Gschwandtner Laura, Hartmann Manfred, Oberdorfer Lisa, Furbass Franz, Klebermas-Schrehof Katrin, Werther Tobias, Stevenson Nathan, Gritsch Gerhard, Perko Hannes, Berger Angelika, Kluge Tilmann, Giordano Vito
Annu Int Conf IEEE Eng Med Biol Soc. 2020 Jul;2020:104-107. doi: 10.1109/EMBC44109.2020.9175380.

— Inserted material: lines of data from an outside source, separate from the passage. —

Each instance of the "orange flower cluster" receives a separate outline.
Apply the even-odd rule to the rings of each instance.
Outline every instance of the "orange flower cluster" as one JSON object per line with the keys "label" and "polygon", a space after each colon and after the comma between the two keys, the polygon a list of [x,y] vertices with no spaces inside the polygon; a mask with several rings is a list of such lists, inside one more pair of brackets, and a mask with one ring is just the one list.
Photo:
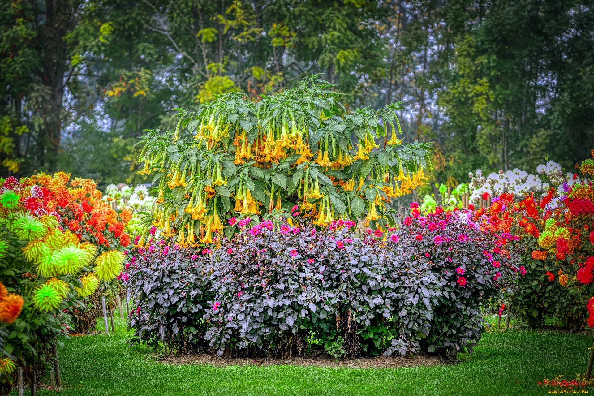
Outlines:
{"label": "orange flower cluster", "polygon": [[0,283],[0,321],[10,324],[21,313],[23,297],[13,293],[8,293]]}
{"label": "orange flower cluster", "polygon": [[[124,232],[132,217],[129,211],[118,214],[101,200],[101,191],[92,180],[57,172],[41,173],[21,179],[21,199],[27,200],[31,212],[55,213],[61,226],[75,233],[79,239],[110,248],[130,244],[130,236]],[[24,195],[27,195],[26,197]]]}

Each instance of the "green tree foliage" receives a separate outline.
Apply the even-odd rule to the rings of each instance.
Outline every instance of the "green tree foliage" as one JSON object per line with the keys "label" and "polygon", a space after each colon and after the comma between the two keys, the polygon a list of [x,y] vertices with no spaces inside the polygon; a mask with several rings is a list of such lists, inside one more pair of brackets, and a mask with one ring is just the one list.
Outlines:
{"label": "green tree foliage", "polygon": [[[236,91],[258,102],[316,73],[347,109],[405,102],[405,142],[436,142],[438,182],[568,167],[594,147],[594,11],[579,0],[0,4],[4,174],[131,180],[125,147],[143,125],[172,129],[173,109]],[[102,155],[126,170],[101,169]]]}

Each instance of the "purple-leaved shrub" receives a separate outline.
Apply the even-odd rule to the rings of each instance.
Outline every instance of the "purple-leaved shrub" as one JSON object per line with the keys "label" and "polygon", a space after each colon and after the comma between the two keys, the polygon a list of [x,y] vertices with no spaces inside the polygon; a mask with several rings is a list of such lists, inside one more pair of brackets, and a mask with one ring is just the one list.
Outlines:
{"label": "purple-leaved shrub", "polygon": [[414,209],[388,235],[338,229],[263,221],[214,251],[138,249],[122,275],[135,340],[234,356],[472,352],[481,305],[513,273],[497,236]]}

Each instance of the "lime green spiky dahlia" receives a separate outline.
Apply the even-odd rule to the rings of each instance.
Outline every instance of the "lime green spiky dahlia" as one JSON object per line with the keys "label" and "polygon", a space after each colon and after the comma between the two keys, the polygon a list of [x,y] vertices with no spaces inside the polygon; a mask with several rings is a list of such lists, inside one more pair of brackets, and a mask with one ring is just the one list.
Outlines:
{"label": "lime green spiky dahlia", "polygon": [[53,287],[48,284],[43,284],[33,292],[31,300],[33,306],[39,311],[51,311],[59,306],[62,299]]}
{"label": "lime green spiky dahlia", "polygon": [[64,233],[59,230],[52,230],[45,236],[43,240],[52,250],[59,249],[68,243]]}
{"label": "lime green spiky dahlia", "polygon": [[97,278],[95,274],[91,273],[89,275],[86,275],[80,278],[80,283],[83,284],[83,287],[80,289],[75,287],[78,296],[81,298],[89,297],[97,290],[99,286],[99,280]]}
{"label": "lime green spiky dahlia", "polygon": [[12,190],[7,190],[0,195],[0,204],[7,209],[15,209],[18,206],[20,197]]}
{"label": "lime green spiky dahlia", "polygon": [[45,284],[53,289],[62,299],[68,295],[68,292],[70,291],[68,284],[58,278],[50,278],[45,283]]}
{"label": "lime green spiky dahlia", "polygon": [[95,259],[95,274],[101,280],[111,280],[122,272],[125,256],[121,252],[110,251],[102,253]]}
{"label": "lime green spiky dahlia", "polygon": [[44,278],[50,278],[59,273],[58,266],[56,265],[56,258],[54,255],[48,254],[39,259],[37,263],[37,273]]}
{"label": "lime green spiky dahlia", "polygon": [[78,249],[84,251],[87,260],[87,262],[85,264],[86,265],[90,263],[95,258],[95,256],[97,255],[97,246],[92,243],[83,242],[78,245]]}
{"label": "lime green spiky dahlia", "polygon": [[27,215],[19,216],[14,220],[12,229],[20,239],[25,240],[42,238],[48,233],[48,227],[45,224]]}
{"label": "lime green spiky dahlia", "polygon": [[23,254],[29,261],[35,262],[50,255],[52,249],[43,239],[31,240],[23,248]]}
{"label": "lime green spiky dahlia", "polygon": [[16,368],[16,363],[8,357],[0,359],[0,374],[11,374]]}
{"label": "lime green spiky dahlia", "polygon": [[55,252],[52,256],[61,274],[75,274],[87,262],[84,251],[77,246],[64,246]]}

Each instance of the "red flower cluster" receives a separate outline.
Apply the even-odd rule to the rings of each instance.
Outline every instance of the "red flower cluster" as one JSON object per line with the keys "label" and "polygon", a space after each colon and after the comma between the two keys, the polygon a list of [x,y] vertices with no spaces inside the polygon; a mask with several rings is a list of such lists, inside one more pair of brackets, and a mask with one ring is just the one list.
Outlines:
{"label": "red flower cluster", "polygon": [[71,180],[65,172],[42,173],[21,179],[20,185],[30,186],[24,195],[27,209],[36,214],[55,213],[62,226],[80,239],[106,246],[130,244],[130,236],[124,232],[129,218],[119,216],[101,200],[101,192],[92,180]]}

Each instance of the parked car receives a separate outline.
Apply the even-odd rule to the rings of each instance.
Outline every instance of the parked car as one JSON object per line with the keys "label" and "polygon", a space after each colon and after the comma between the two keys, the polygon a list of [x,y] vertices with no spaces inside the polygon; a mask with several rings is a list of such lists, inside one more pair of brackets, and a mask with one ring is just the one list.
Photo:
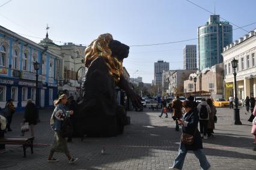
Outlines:
{"label": "parked car", "polygon": [[142,105],[142,106],[144,108],[147,107],[147,102],[146,102],[146,101],[145,101],[145,99],[144,98],[142,98],[142,99],[141,100],[141,104]]}
{"label": "parked car", "polygon": [[166,101],[166,105],[172,105],[172,98],[167,98],[165,101]]}
{"label": "parked car", "polygon": [[195,101],[200,104],[202,101],[202,97],[195,97]]}
{"label": "parked car", "polygon": [[229,107],[230,102],[225,99],[216,99],[213,102],[215,107]]}
{"label": "parked car", "polygon": [[146,102],[146,104],[147,104],[150,103],[150,99],[148,98],[142,97],[142,99],[144,99],[144,101]]}
{"label": "parked car", "polygon": [[181,102],[184,102],[184,101],[186,101],[186,98],[183,97],[183,96],[180,96],[180,101],[181,101]]}

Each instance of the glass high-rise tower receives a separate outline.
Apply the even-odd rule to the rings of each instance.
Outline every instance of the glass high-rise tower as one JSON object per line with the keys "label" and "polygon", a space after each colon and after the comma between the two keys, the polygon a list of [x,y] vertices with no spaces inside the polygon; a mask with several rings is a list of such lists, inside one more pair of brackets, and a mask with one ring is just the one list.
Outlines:
{"label": "glass high-rise tower", "polygon": [[219,15],[212,15],[206,25],[198,27],[197,35],[198,68],[222,62],[223,48],[233,41],[232,25],[219,21]]}

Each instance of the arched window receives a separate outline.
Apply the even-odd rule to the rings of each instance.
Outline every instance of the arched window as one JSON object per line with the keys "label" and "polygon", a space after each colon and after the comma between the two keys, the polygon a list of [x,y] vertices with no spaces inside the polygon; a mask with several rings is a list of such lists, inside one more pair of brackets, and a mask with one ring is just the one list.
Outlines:
{"label": "arched window", "polygon": [[19,53],[16,50],[15,50],[13,53],[11,68],[19,69]]}
{"label": "arched window", "polygon": [[45,57],[43,58],[42,60],[42,74],[45,75],[46,74],[46,59]]}
{"label": "arched window", "polygon": [[53,77],[53,71],[52,69],[53,69],[52,62],[50,62],[50,68],[49,69],[49,77]]}
{"label": "arched window", "polygon": [[4,45],[0,46],[0,66],[6,66],[6,48]]}
{"label": "arched window", "polygon": [[22,69],[26,71],[28,70],[28,54],[25,53],[22,59]]}
{"label": "arched window", "polygon": [[37,56],[36,55],[33,55],[33,56],[32,57],[32,61],[31,61],[31,71],[33,72],[35,72],[35,70],[34,68],[34,63],[35,62],[37,62]]}

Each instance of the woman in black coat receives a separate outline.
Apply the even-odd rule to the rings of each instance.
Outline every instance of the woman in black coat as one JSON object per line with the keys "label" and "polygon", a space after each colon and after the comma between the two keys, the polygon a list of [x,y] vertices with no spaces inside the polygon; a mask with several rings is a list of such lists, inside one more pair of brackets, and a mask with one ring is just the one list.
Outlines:
{"label": "woman in black coat", "polygon": [[[31,136],[35,134],[35,125],[37,124],[38,120],[38,111],[35,105],[31,99],[28,99],[28,102],[25,108],[25,114],[23,122],[28,122],[30,126]],[[24,136],[24,132],[22,132],[21,136]]]}
{"label": "woman in black coat", "polygon": [[197,128],[199,120],[198,114],[192,109],[193,103],[191,101],[184,101],[183,107],[186,111],[186,114],[184,115],[183,119],[178,120],[178,123],[182,125],[183,133],[194,135],[194,142],[191,145],[180,142],[178,157],[175,159],[172,167],[170,167],[169,169],[182,169],[186,154],[188,150],[192,150],[199,159],[202,169],[210,169],[210,165],[201,150],[203,149],[202,139]]}

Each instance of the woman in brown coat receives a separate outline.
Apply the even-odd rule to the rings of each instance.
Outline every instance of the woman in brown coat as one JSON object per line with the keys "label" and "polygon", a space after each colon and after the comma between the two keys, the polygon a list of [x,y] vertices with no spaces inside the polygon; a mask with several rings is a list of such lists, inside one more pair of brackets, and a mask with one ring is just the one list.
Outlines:
{"label": "woman in brown coat", "polygon": [[176,121],[176,128],[175,130],[178,131],[178,120],[180,120],[182,117],[182,102],[179,99],[180,97],[177,96],[176,99],[172,102],[172,109],[174,116],[172,118],[174,120]]}
{"label": "woman in brown coat", "polygon": [[213,104],[212,99],[208,99],[206,102],[211,109],[211,113],[209,115],[209,120],[208,120],[207,125],[207,135],[208,137],[210,137],[211,136],[213,136],[212,133],[213,133],[213,129],[215,129],[214,116],[216,115],[217,111],[216,110],[215,106]]}

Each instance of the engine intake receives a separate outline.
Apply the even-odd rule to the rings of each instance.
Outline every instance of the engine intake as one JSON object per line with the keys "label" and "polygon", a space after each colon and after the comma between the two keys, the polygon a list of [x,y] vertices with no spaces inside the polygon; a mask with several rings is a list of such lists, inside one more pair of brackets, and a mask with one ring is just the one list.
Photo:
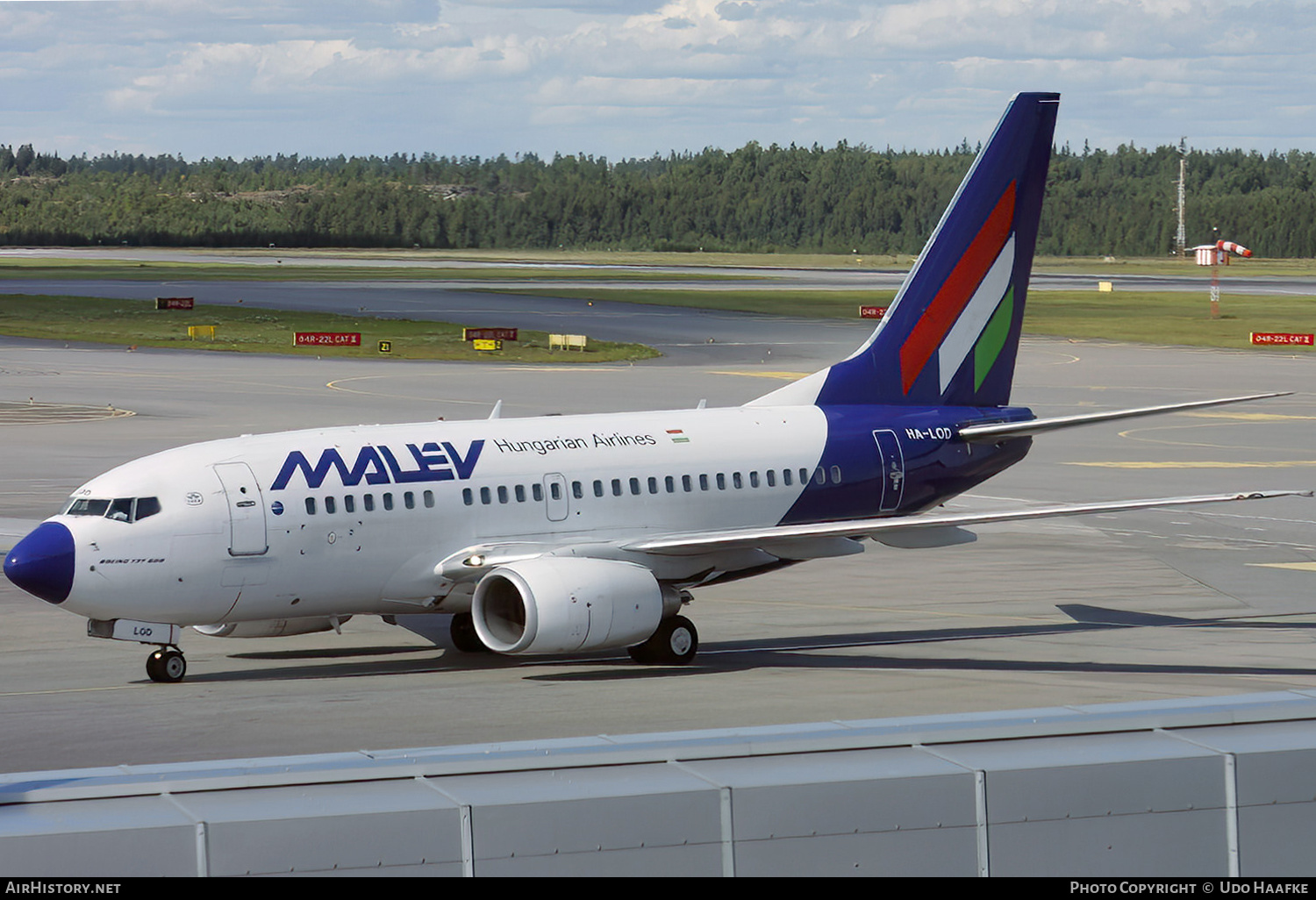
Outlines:
{"label": "engine intake", "polygon": [[497,653],[629,647],[657,630],[663,592],[636,563],[540,557],[482,578],[471,616],[480,641]]}

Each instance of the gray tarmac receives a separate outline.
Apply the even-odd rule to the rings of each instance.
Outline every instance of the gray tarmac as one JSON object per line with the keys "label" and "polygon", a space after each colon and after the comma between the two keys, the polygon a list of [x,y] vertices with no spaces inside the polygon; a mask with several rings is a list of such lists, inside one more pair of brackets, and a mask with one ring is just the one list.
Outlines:
{"label": "gray tarmac", "polygon": [[[597,312],[621,332],[655,328],[629,305]],[[667,357],[607,367],[0,339],[0,547],[7,525],[50,514],[83,480],[180,443],[479,418],[500,399],[504,416],[738,404],[846,355],[866,333],[671,313]],[[713,343],[709,322],[724,329]],[[753,339],[733,341],[736,332]],[[1028,459],[959,503],[1313,487],[1312,386],[1311,351],[1025,339],[1015,401],[1042,416],[1296,393],[1041,437]],[[38,404],[51,404],[49,417],[22,414]],[[147,647],[88,638],[82,618],[0,579],[0,771],[1312,688],[1316,500],[1001,525],[938,550],[870,545],[699,591],[690,616],[701,651],[682,670],[637,667],[624,654],[471,658],[354,618],[341,636],[186,633],[188,678],[161,686],[145,676]]]}

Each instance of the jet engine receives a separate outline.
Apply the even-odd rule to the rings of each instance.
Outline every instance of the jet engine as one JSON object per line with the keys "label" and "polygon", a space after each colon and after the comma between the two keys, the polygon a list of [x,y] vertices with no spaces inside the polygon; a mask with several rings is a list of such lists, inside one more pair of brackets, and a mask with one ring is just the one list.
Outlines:
{"label": "jet engine", "polygon": [[338,630],[351,616],[316,618],[261,618],[253,622],[224,622],[220,625],[193,625],[207,637],[287,637]]}
{"label": "jet engine", "polygon": [[540,557],[499,566],[471,599],[475,630],[496,653],[628,647],[663,614],[653,572],[613,559]]}

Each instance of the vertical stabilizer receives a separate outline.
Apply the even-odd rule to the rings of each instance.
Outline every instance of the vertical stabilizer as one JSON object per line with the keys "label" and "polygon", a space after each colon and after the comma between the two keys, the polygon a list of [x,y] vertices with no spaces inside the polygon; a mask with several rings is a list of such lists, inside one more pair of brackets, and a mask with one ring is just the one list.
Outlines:
{"label": "vertical stabilizer", "polygon": [[873,336],[753,405],[1009,403],[1058,93],[1017,93]]}

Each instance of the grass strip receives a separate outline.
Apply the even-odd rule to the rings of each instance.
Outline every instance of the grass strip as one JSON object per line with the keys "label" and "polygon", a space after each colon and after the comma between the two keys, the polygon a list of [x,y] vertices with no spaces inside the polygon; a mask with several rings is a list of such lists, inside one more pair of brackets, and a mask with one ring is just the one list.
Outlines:
{"label": "grass strip", "polygon": [[[894,291],[750,291],[642,288],[480,288],[499,293],[651,303],[811,318],[858,318],[861,305],[887,305]],[[1208,291],[1032,291],[1024,332],[1067,338],[1202,347],[1250,347],[1252,332],[1316,333],[1316,296],[1230,295],[1221,291],[1220,317],[1211,317]],[[1287,346],[1286,351],[1305,347]]]}

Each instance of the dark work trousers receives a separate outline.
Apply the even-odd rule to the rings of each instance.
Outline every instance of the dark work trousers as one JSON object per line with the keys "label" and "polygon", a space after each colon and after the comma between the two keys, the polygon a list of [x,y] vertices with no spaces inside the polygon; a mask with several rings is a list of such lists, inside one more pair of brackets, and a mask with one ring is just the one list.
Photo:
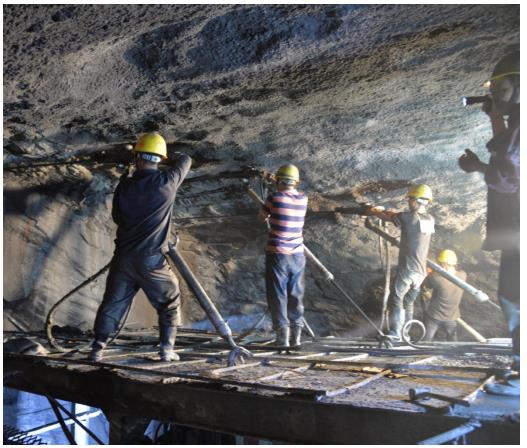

EEG monitoring of early brain function and development in neonatal intensive care units may help to identify infants with high risk of serious neurological impairment and to assess brain maturation for evaluation of neurodevelopmental progress. Automated analysis of EEG data makes continuous evaluation of brain activity fast and accessible. A convolutional neural network (CNN) for regression of EEG maturational age of premature neonates from marginally preprocessed serial EEG recordings is proposed. The CNN was trained and validated using 141 EEG recordings from 43 preterm neonates born below 28 weeks of gestation with normal neurodevelop-mental outcome at 12 months of corrected age. The estimated functional brain maturation between the first and last EEG recording increased in each patient. On average over 96% of repeated measures within an infant had an increasing EEG maturational age according to the post menstrual age at EEG recording time. Our algorithm has potential to be deployed to support neonatologists for accurate estimation of functional brain maturity in premature neonates.
在新生儿重症监护病房对早期脑功能和发育进行脑电图监测,可能有助于识别有严重神经功能障碍高风险的婴儿,并评估脑成熟度以评估神经发育进程。脑电图数据的自动分析使对脑活动的持续评估变得快速且可实现。本文提出了一种卷积神经网络(CNN),用于从未经充分预处理的早产儿系列脑电图记录中回归脑电图成熟年龄。使用来自43例孕周小于28周、矫正年龄12个月时神经发育结局正常的早产儿的141份脑电图记录对该CNN进行训练和验证。每位患者在首次和最后一次脑电图记录之间估计的功能性脑成熟度均有所增加。根据脑电图记录时的孕龄,婴儿内部平均超过96%的重复测量显示脑电图成熟年龄增加。我们的算法有潜力被应用,以支持新生儿科医生准确估计早产儿的功能性脑成熟度。